In November, the Cruzans returned to the Missouri court, and several of their daughter's former co-workers testified that she had told them she never wanted to live "like a vegetable." The state court ruled that this met the "clear and convincing evidence" standard, and it gave permission Dec. 14 for removal of the life-sustaining tube.
Jan. 11, 1983: Nancy Cruzan, 25, is thrown from a car in an accident on a country road southeast of Carthage, Mo. Paramedics restart her breathing, but her brain is without oxygen for so long that she never regains consciousness.
Feb. 5, 1983: Doctors implant a feeding tube in Cruzan's stomach; she is not on any other life-support system.
Oct. 19, 1983: Cruzan is moved to the Missouri Rehabilitation Center in Mount Vernon.
Oct. 23, 1987: Joe and Joyce Cruzan ask Jasper County Probate Judge Charles Teel for permission to remove their daughter's feeding tube so she can die as they believe she would want.
March 9, 1988: A three-day hearing begins on the family's request. The Cruzans say Nancy has a common-law right to be free from unwanted medical treatment as well as state and federal constitutional rights to privacy that protect her right to refuse unwanted medical treatment.
July 27, 1988: Teel approves the request.
Aug. 3, 1988: Missouri Attorney General William Webster files notice that the state will appeal to the state Supreme Court.
Nov. 16, 1988: Voting 4 to 3, the state Supreme Court overturns the lower court. The family appeals to the U.S. Supreme Court.
Dec. 6, 1989: The U.S. Supreme Court hears arguments; it is the first time the high court has considered a right-to-die case.

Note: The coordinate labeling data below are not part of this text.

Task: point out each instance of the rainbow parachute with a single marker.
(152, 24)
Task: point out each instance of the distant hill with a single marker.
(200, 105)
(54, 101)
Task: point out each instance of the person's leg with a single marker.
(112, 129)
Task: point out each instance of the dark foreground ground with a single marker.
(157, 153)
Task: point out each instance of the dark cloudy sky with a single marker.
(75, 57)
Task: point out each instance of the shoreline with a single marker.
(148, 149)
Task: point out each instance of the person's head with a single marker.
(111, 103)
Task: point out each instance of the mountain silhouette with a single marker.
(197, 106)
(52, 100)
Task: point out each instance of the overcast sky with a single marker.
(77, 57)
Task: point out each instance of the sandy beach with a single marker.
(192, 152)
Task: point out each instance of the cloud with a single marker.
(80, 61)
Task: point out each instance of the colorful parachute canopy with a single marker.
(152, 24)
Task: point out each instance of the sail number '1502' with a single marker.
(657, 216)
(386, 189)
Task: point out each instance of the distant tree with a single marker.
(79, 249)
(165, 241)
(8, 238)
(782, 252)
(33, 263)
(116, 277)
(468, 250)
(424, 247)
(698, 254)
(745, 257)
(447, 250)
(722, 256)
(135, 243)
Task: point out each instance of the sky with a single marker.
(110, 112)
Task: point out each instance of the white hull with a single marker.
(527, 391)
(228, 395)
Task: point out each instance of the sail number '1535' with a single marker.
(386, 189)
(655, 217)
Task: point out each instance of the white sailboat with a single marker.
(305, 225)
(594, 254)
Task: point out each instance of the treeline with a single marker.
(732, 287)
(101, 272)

June 25, 1990: Voting 5 to 4, the Supreme Court blocks removal of the tube, saying the state can keep a patient on life support in the absence of "clear and convincing" evidence that the person wants to die.

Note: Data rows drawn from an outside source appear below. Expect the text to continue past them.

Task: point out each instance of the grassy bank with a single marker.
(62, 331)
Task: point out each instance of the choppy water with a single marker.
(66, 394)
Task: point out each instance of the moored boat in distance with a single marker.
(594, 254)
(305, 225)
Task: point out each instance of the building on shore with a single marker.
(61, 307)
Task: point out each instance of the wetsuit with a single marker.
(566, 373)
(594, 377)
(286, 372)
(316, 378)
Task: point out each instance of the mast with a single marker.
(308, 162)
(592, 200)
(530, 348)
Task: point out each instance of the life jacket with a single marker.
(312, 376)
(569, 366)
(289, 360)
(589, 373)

Aug. 30: The Cruzans ask Teel for a second hearing, saying they have new evidence that Nancy once indicated to three people that she would rather die than live in a vegetative state.
Sept. 17: Webster, saying the state no longer has a "recognizable legal interest" in the case, asks Teel to drop the state Health Department and the director of the Missouri Rehabilitation Center from future litigation.

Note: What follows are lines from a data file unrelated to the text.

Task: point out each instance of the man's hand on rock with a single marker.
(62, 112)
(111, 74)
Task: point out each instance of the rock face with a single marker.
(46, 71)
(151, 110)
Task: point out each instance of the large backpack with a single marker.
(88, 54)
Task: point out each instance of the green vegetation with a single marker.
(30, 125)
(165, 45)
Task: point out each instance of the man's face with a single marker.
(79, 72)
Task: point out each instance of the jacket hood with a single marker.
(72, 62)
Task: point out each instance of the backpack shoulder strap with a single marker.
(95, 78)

Oct. 23: Teel drops the state as a defendant.
Nov. 1: Three former co-workers tell Teel that they recall conversations with Cruzan in which she said she never would want to live "like a vegetable" on medical machines. Cruzan's physician, who had opposed removing the feeding tube, terms her life "a living hell" and testifies that she should be allowed to die.
Dec. 5: Cruzan's court-appointed guardian recommends that the feeding tube be removed so she may die.
Dec. 14: Teel approves.
Dec. 18-24: State and federal courts deny various injunction requests by anti-euthanasia groups.
Yesterday: Cruzan dies in the Missouri Rehabilitation Center.